In most cases of cardiogenic shock, the left ventricle of the heart has become damaged as a result of myocardial infarction. Common symptoms of cardiogenic shock include a rapid heart rate and shortness of breath.
The pumping action of ventricular muscles is determined by the following:
- Contractility of the heart
- Heart rate
- Preload or the filling pressure of the heart during diastole
- Afterload or the pressure with which the heart pumps blood out into the circulation
As the preload increases, so does the cardiac output and eventually the muscle walls become so stretched, they can no longer increase the force at which the ventricle pumps and ventricular function deteriorates. If enough ventricular function is lost, cardiogenic shock may result.
Some examples of cardiogenic shock symptoms are described below:
- Rapid, weak or irregular pulse caused by poor circulation.
- Cool, clammy skin caused by constriction of blood vessels in the skin.

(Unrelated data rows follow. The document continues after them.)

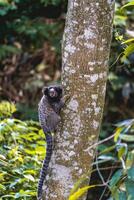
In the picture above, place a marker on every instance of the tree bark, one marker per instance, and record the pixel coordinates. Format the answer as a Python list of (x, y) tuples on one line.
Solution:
[(86, 47)]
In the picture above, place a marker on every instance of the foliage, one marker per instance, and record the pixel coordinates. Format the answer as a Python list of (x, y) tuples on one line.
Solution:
[(22, 149), (121, 183)]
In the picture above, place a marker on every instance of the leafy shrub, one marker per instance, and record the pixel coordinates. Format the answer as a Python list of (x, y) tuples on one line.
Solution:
[(22, 149)]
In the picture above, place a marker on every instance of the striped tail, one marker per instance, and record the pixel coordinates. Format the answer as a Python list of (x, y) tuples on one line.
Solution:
[(45, 165)]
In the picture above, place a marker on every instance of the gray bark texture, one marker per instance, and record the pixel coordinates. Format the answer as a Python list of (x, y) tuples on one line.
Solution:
[(86, 47)]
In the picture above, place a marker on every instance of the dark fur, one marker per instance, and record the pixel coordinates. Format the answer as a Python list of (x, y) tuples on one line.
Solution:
[(49, 108)]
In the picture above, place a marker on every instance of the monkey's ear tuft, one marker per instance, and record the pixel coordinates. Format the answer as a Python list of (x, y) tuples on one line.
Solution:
[(45, 90), (60, 90)]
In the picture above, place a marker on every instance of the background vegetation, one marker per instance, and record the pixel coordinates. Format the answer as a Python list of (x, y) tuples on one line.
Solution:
[(30, 57)]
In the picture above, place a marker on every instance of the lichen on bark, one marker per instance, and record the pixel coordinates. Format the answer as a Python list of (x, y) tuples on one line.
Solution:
[(85, 53)]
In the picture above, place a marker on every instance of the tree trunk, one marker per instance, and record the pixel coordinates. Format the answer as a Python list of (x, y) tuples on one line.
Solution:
[(86, 47)]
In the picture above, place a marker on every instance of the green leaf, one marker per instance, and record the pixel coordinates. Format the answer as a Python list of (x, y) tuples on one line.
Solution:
[(130, 160), (129, 50), (29, 177), (117, 133), (127, 138), (130, 188), (80, 192), (130, 173), (127, 41), (116, 178), (127, 5)]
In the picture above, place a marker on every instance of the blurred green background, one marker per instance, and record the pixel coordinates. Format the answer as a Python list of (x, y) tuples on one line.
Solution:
[(30, 57)]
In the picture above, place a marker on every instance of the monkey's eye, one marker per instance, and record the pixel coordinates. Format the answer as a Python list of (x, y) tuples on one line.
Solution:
[(52, 92)]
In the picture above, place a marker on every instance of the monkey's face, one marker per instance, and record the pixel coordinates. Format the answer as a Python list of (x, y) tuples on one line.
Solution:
[(54, 93)]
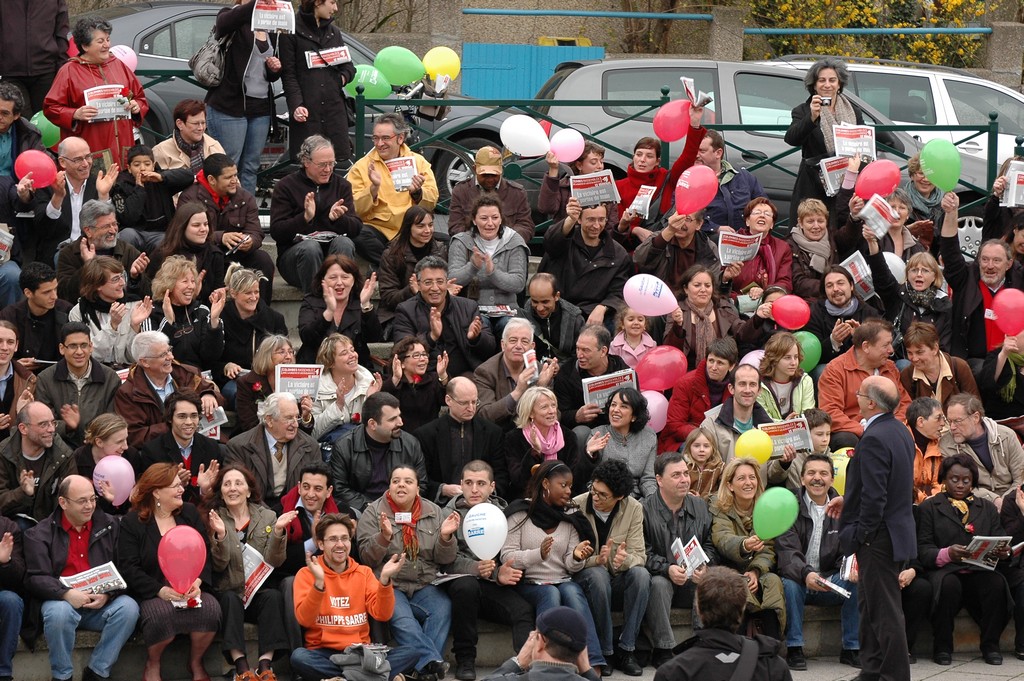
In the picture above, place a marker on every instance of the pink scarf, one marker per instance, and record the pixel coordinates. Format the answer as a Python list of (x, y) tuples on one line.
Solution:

- Anxiety, restlessness and confusion caused by compromised blood supply to the brain (hypoxia). Hypoxia can eventually lead to coma.
- Increased respiration rate due to stimulation of the sympathetic nervous system.
- A sharp fall in blood pressure due to falling cardiac output.
- Distended jugular veins due to rise in jugular venous pressure.
- Pulmonary edema due to ineffective pumping of the heart causing fluid to move back into the lungs.
- There may be a low urine output or oliguria due to decreased blood supply to the kidneys.